2023年03月26日
市場界隈の全体構想を誰が描くか
新装オープンから1週間を経過した3月26日、那覇市の牧志公設市場を再びのぞいてみた。やはり、オープン当日と比べると、だいぶ客の数は少ない。これは仕方ないだろうが、気になったのが閉まっている店舗が市場内や周辺でぽつりぽつりと目についた。もともと市場界隈は、日曜日に休みの店舗が多く、新装オープンになっても従来の習慣を踏襲しているのだろう。
ただ、以前は地元客を相手にしていたのに対して、観光客が多くなっている現状では、最も賑わう日曜日に営業しないスタイルはどうなのか。
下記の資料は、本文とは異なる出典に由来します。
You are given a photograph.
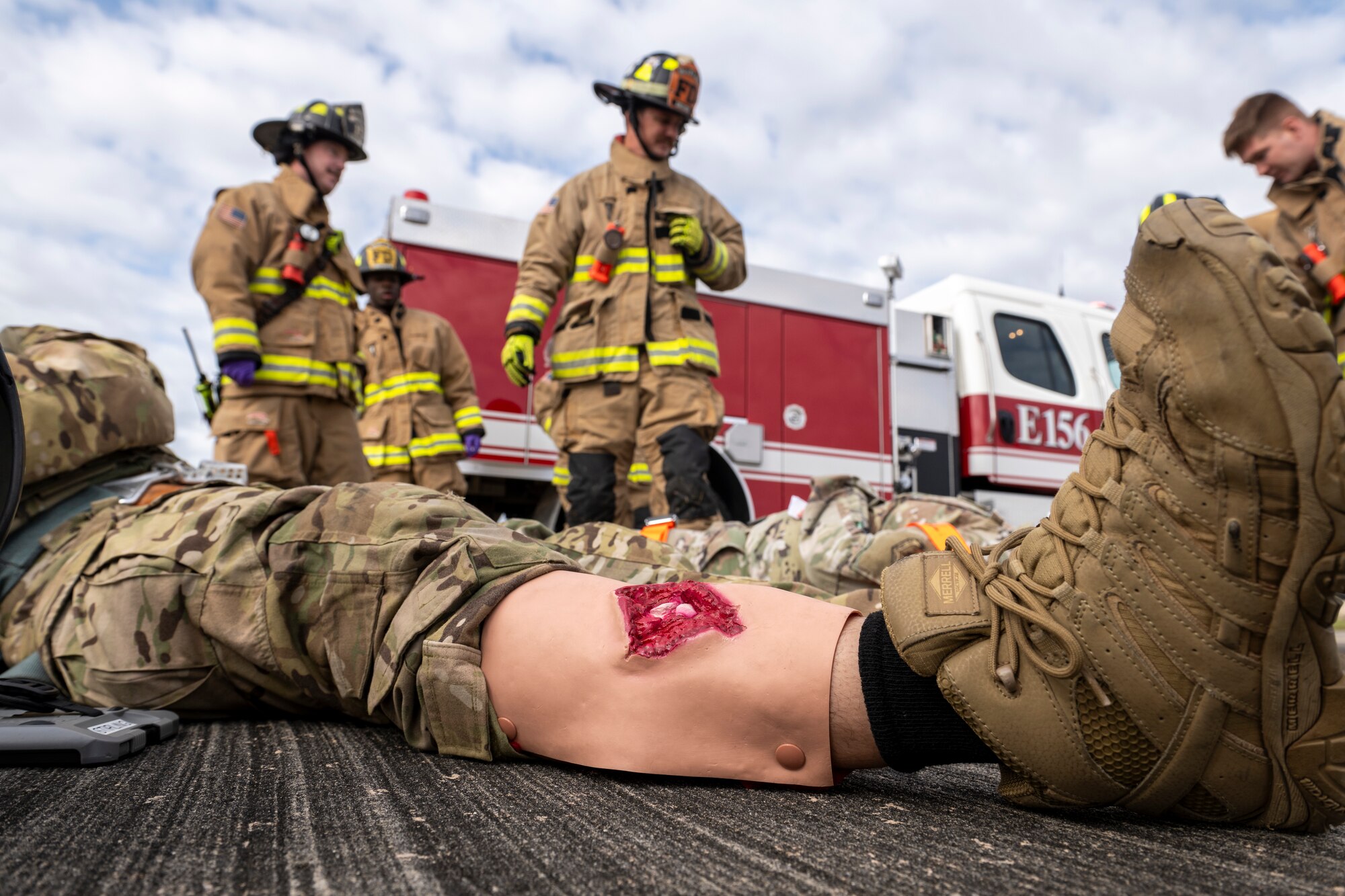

昼食時には、込み合って客が順番待ちをする店舗がある一方、その横で消灯してがらんとした店舗もある。また、公設市場周辺は伝統的な食料品店や食堂が姿を消し、居酒屋が増えるなど、あたりを歩く家族連れや若い男女のグループなど客層と店舗の形態にズレを感じる。
今後は市場界隈で建物の老朽化がさらに進み、公設市場以外でも建て替え問題が迫ってくるはず。レトロで猥雑な雰囲気が観光客を惹きつけるだけに、単に新しく建て替えるだけでは、この地域の魅力が半減しかねない。建物を新しくするだけでなく地域の魅力が増すように、公設市場界隈で定休日や店舗の種類や形態のバランスなどを調整する全体構想は必要ではないだろうか。
2023年03月19日
真新しくなった牧志公設市場だが
今日(3月19日)、立て替えられた那覇市の牧志公設市場がオープンとなった。訪れたのはちょうどお昼どきのせいもあり、鮮魚や精肉を売る1階も、食堂が並ぶ2階もだいぶ賑わっていた。三階建ての中央部分が吹き抜けになり、エスカレーターが設けられているなど基本構造は、立て替え前と同じ。下りと上りの2本のエスカレーターが設けられ、3階に自由に入れる(今のところ、特に店舗施設はない)など若干変わったところがあり、そのせいか、売り場面積が少し小さくなったように感じた。新装オープンの滑り出しとしては順調といえよう。ただ、建て替えによって昭和レトロな雰囲気がなくなる一方、新しい魅力が加わったわけでもない。今後も、この賑わいが続くかどうか。沖縄らしい開放感があふれる市場の雰囲気づくりを期待したい。
2023年03月11日
デイゴの開花と原発政策の転換
今日(3月11日)、那覇市の新都心公園を散歩していると、デイゴが1カ所だけだが花をつけているのを見つけた。最近は最高気温がコンスタントに20℃を超えるようになり、めっきり春めいたおかげだろう。沖縄ではじきに初夏のような季節に入るはずだ。
東日本大震災から今日で12年目ということで、新聞やテレビは震災関連の記事や番組を扱っている。あれから12年もたったのかという感慨がこみ上げる。テレビ画面から流れる震災の圧倒的な映像、その後、福島第1原発の原子炉が暴走する危機が続いた。ぼうっとしながら新都心公園付近を歩いたり、心配する外国の友人からたびたび電話がかかって来たりしていて、日本は変わらざるを得ないと確信したことを今も鮮明に覚えている。
おそらく一定以上の年齢の人は共有している体験のはずである。ところが、ここ1年足らずのうちに、こうした体験を消し去るような動きが政府で起きている。原発の運転期限を延長し、さらには新たな原発建設を進めようとする動きだ。ロシアのウクライナ侵攻でエネルギー価格が高騰する今ならば、「原発やむなし」の世論を醸成できると踏んだのだろう。実際、今のところ、政界はもちろんメディアも世論からも大きな反発は見られない。結局、この12年間、日本は変わることができなかったのかもしれない。震災関連の番組も、エネルギー価格高騰が続くのを気にしてか、テーマは防災にとどまり原発政策の転換に異を唱える声はあまり聞こえない。